N'oublions pas que Van Gogh est mort dans le dénuement et que les
Pommes
de Cézanne n'ont jamais nourri sa personne. N'encourageons pas la
spéculation, qui appauvrit une majorité des artistes vivants, en faisant et
défaisant arbitrairement les cotes ! Ne poussons pas les artistes un peu plus
dans la précarité !
Si une telle mesure avait vu le jour il y a quelques années seulement, bien
des oeuvres comtemporaines que nous admirons aujourd'hui auraient quitté les
musées publics au profit des collections privées.

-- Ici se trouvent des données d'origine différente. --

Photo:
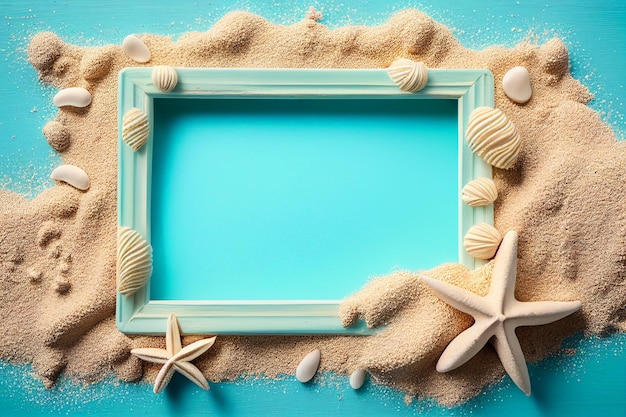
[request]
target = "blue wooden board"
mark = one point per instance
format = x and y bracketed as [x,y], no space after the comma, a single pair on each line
[266,165]
[591,382]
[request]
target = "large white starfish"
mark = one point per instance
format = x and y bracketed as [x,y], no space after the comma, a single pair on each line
[497,314]
[175,357]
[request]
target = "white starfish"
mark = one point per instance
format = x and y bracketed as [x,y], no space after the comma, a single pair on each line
[175,357]
[497,314]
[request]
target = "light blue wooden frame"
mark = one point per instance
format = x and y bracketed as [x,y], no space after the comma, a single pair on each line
[140,315]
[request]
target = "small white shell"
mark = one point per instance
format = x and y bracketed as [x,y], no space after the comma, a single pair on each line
[516,85]
[164,78]
[136,49]
[480,192]
[135,128]
[409,75]
[72,175]
[134,261]
[357,379]
[73,96]
[307,368]
[482,241]
[493,137]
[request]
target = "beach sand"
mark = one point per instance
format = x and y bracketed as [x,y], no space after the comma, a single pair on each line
[565,197]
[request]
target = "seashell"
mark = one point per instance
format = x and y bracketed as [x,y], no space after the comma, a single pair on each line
[307,368]
[493,137]
[73,96]
[482,240]
[134,261]
[409,75]
[479,192]
[136,49]
[516,85]
[71,175]
[57,135]
[164,78]
[135,128]
[357,379]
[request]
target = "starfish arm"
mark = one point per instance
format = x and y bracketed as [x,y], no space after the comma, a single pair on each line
[510,353]
[459,298]
[163,377]
[466,345]
[192,351]
[151,354]
[537,313]
[172,336]
[191,372]
[502,286]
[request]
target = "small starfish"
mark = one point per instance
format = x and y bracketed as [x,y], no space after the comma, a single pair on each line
[175,357]
[497,314]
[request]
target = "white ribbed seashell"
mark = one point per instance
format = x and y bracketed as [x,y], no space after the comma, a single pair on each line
[71,175]
[307,368]
[409,75]
[135,128]
[493,137]
[480,192]
[72,96]
[164,78]
[482,240]
[134,261]
[136,49]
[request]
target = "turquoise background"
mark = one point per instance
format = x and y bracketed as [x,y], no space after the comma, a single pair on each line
[591,382]
[376,181]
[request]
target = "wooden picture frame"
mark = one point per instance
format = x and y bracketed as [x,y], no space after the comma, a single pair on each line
[138,314]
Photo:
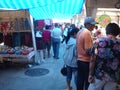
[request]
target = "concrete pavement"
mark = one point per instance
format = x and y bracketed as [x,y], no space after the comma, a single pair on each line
[14,77]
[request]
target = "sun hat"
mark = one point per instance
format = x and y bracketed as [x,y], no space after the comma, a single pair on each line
[90,20]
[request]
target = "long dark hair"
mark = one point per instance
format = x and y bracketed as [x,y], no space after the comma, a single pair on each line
[71,33]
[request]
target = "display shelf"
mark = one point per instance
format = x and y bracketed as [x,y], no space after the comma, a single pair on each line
[12,31]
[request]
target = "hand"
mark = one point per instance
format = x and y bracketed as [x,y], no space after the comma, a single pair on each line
[90,79]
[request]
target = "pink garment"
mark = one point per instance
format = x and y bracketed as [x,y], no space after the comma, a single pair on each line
[46,34]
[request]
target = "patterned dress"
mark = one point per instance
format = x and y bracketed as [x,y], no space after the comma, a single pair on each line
[107,67]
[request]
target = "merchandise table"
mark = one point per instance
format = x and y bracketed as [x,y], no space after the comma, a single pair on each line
[17,58]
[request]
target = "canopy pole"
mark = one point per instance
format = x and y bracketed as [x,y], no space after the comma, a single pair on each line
[37,59]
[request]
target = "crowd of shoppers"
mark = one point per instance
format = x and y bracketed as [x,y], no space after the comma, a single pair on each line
[98,60]
[95,62]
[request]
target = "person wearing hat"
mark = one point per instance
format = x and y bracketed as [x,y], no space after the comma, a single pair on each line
[104,70]
[83,44]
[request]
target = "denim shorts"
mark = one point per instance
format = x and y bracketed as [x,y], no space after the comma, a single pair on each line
[102,85]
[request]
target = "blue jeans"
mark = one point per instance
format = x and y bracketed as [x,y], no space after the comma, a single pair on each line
[70,71]
[82,77]
[56,46]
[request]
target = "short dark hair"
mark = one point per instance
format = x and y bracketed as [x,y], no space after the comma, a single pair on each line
[113,29]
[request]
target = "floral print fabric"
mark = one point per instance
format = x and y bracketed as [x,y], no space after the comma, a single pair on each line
[107,66]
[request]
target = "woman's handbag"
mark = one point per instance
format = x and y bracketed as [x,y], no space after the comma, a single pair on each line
[64,70]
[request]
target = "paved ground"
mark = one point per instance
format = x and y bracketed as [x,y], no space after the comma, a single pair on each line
[13,77]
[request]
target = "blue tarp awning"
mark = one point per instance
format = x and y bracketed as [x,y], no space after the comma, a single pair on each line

Dans son état actuel et compte tenu des amendements proposés par la majorité
de notre commission des affaires culturelles, le texte relatif aux musées de
France qui nous est soumis est loin des attentes des professionnels, du public
et des besoins de notre pays.
Nous nous efforcerons d'amender sur des points essentiels le texte qui nous
est soumis, bien des dispositions nous paraissant extrêmement préjudiciables au
fonctionnement et au rayonnement des musées de notre pays.
Notre vote dépendra donc de l'issue de nos travaux.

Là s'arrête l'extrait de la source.